The Three (Трое) is a 2020 Russian drama film directed by Anna Melikian. It premiered at the Patriki Film Festival and was theatrically released in Russia on December 3, 2020.

The film is about a married TV show host who receives an award and meets a new love, causing him to suffer and doom those he loves to suffering.

== Plot ==
The film centers on Muscovites Sasha and Zlata, a seemingly ideal couple who have been together for a decade. Both have successful careers: Sasha (played by Konstantin Khabensky) hosts a popular evening TV show, and Zlata (Viktoriya Isakova) is a well-regarded psychologist who conducts motivational workshops. However, their outwardly perfect life is a facade. Sasha is burnt out and feels stifled in his controlled relationship with Zlata, who is troubled by their childless marriage. When Sasha, receives yet another award in St. Petersburg, he impulsively attempts suicide by drowning in the Neva river. A passerby, a free-spirited local named Veronika (Yuliya Peresild), rescues him and takes him home, igniting a spark between them. Though Sasha doesn’t act on his attraction, he returns to Moscow preoccupied with Veronika, complicating his life with Zlata, who suspects something is amiss.

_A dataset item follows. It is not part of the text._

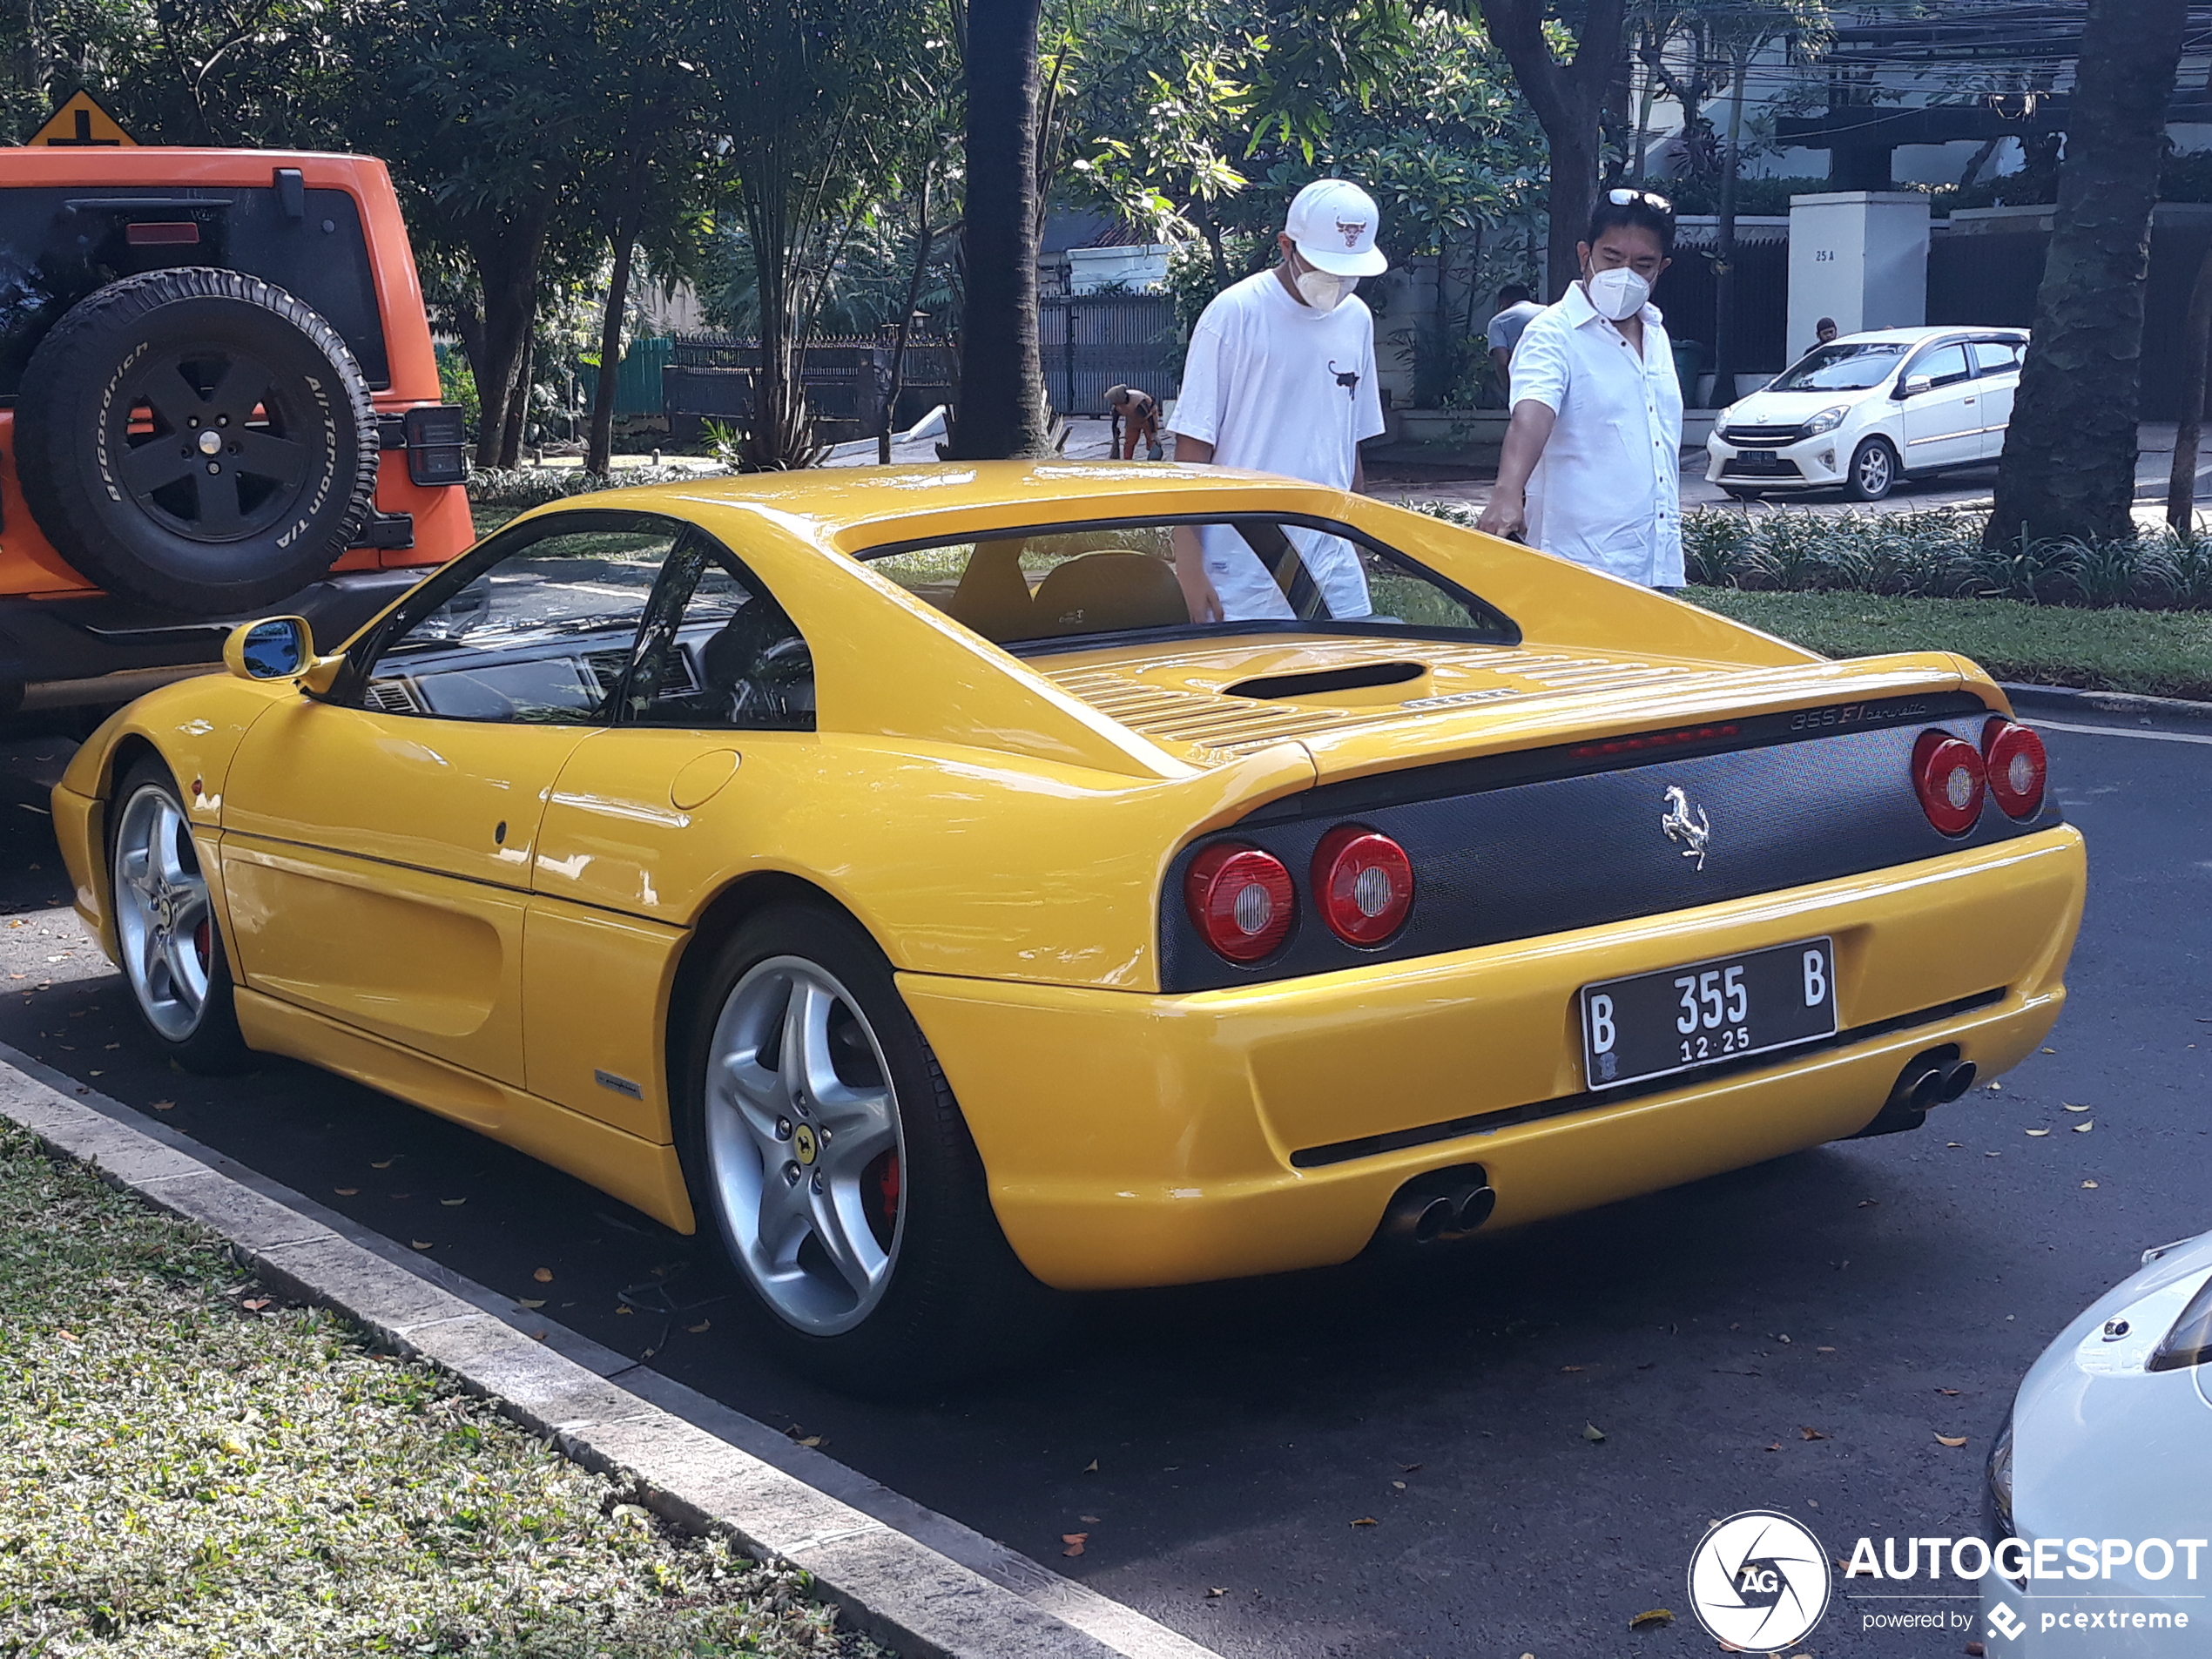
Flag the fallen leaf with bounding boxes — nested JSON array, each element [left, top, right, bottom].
[[150, 1099, 175, 1111], [54, 1329, 77, 1343], [1561, 1364, 1584, 1372], [370, 1158, 395, 1169], [1082, 1459, 1098, 1474], [1936, 1433, 1969, 1447], [441, 1197, 466, 1207], [1798, 1426, 1828, 1440], [240, 1298, 272, 1312], [1205, 1586, 1227, 1597], [2083, 1180, 2100, 1189], [1350, 1516, 1378, 1527], [516, 1298, 546, 1310], [1080, 1515, 1099, 1524], [1399, 1462, 1423, 1473], [794, 1435, 823, 1448], [1629, 1608, 1675, 1630], [333, 1187, 359, 1196], [1937, 1387, 1961, 1396], [1967, 1642, 1987, 1656], [1582, 1423, 1606, 1442], [1946, 1141, 1962, 1147], [533, 1267, 554, 1283], [1764, 1442, 1784, 1452], [2026, 1128, 2050, 1137], [1988, 1082, 2002, 1091], [1857, 1198, 1879, 1207], [1392, 1480, 1406, 1489], [1062, 1533, 1089, 1556], [410, 1240, 434, 1251], [685, 1319, 711, 1333], [2073, 1121, 2094, 1133], [1817, 1346, 1836, 1353], [2062, 1102, 2090, 1112]]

As Sasha’s thoughts drift constantly to Veronika, Zlata grows increasingly uneasy, eventually discovering Veronika’s contact on his phone. Confronted with her husband’s emotional betrayal, she decides to leave, but not before meeting Veronika in person. Finding nothing exceptional about her rival, Zlata ultimately buys Veronika a new apartment to end any connection between her and Sasha. Disappointed by Sasha's indecision, Veronika eventually chooses to leave him as well, realizing he cannot commit. In the film’s open-ended conclusion, Sasha is seen near water, contemplating his next move, hinting at a possible new beginning but leaving his choice unresolved.